1 Associate Professor, Esfahan University

2 Ph.D. Stuaden, Esfahan University

Abstract

This essay is an attempt to understand the relationship between existence and death in Alain Badiou's philosophical system. Badiou is a pro-system philosopher and is among the rare group of philosophers who speak of the necessity of the revival of the discourse on ontology as the building block of philosophy. He seeks to accomplish this through establishing a multiple-based ontological system upon Cantor's set theory. This multiple-centered ontology helps him neither be entrapped by the radical relativism of the postmodern and poststructuralist philosophers, nor to overcome the limitations and weaknesses of classic ideology-plagued ontology. It is through the prism of this multiple-based ontology which Badiou tries to conceptualize the relationship between existence and death.
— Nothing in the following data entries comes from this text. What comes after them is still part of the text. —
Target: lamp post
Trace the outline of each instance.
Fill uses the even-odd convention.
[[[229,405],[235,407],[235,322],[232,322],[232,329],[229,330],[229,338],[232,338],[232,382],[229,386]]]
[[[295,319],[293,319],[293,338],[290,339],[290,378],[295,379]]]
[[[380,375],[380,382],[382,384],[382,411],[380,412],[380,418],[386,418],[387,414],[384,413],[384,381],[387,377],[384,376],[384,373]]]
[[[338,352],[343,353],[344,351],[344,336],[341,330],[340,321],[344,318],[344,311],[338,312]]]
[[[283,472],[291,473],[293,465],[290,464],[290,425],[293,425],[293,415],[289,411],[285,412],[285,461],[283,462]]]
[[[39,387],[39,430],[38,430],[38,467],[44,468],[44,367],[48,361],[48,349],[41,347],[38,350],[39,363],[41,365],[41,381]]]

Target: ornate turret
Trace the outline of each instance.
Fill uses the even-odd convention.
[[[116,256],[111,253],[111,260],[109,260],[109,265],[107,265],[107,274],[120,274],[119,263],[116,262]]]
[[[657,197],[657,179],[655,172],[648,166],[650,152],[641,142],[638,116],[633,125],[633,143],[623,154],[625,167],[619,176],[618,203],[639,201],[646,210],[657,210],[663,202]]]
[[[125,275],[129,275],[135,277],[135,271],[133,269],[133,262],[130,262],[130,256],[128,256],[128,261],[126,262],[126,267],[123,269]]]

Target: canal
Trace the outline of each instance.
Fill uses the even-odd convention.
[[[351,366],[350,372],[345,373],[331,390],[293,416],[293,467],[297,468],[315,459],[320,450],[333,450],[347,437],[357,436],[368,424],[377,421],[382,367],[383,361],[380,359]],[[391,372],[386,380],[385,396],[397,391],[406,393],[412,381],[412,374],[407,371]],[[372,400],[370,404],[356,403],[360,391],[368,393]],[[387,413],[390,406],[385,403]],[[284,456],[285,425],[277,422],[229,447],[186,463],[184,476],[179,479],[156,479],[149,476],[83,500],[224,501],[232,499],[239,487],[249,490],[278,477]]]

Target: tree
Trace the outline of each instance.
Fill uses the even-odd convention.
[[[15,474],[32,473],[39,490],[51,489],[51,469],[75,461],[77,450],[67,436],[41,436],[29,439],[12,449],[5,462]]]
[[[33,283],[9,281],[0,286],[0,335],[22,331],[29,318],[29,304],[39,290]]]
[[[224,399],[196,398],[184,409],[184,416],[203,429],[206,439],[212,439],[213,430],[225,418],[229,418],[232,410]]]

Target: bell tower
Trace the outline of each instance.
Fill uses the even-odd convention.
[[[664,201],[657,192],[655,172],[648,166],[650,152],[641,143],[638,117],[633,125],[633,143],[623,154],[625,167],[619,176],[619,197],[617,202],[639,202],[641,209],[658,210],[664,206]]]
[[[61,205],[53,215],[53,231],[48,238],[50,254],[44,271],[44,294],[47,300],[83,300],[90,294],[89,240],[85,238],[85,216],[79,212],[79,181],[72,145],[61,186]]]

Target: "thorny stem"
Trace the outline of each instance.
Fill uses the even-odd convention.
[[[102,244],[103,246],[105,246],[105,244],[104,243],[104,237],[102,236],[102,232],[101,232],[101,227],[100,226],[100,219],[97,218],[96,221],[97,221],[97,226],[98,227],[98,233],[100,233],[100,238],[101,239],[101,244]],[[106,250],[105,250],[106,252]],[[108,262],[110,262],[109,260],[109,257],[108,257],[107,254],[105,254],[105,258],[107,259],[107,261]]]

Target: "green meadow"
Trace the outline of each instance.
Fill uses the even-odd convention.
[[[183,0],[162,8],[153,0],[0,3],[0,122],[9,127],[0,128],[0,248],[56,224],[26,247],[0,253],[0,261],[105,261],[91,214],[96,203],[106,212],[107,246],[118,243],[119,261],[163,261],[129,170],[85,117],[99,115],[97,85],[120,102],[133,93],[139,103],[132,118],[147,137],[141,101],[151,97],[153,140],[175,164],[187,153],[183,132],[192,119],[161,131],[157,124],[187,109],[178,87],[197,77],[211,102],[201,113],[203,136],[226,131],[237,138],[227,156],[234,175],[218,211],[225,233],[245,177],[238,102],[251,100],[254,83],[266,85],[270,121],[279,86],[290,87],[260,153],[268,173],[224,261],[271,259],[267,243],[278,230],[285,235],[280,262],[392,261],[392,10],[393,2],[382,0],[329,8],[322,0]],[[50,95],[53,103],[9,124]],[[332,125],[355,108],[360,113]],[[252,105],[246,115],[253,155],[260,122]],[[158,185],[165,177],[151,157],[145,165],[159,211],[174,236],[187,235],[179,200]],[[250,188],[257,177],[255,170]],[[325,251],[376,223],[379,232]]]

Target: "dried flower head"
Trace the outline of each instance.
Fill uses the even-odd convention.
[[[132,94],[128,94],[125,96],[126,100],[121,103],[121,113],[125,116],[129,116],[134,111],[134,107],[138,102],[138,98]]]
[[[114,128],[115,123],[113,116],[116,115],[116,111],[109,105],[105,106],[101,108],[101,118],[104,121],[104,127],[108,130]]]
Thus he defines existence as the degree according to which, in a situation, the multiple appears as identical to itself. Taken this way, he believes existence is not an ontological concept but it is a matter of logic of being. According to Badiou, a being's existence has nothing to do with its multiple identity. In other words, existence is not a matter of essence; rather, it is more related to the appearance of being. Thus he defines death as the minimality or inexistence of a being in its referential situation. Mathematically speaking, the death of a being is an indication of the fall of its function of appearance. Thus he depicts death as a logical and not ontological notion. Badiou believes that such analysis of relationship of existence and death has two outcomes: a) death is a change in exteriority of the function of appearance of a given multiple, and b) the meditation on death is vain. For death is but a consequence, and what thought must turn towards is the event upon which depends the local alteration of the functions of appearance.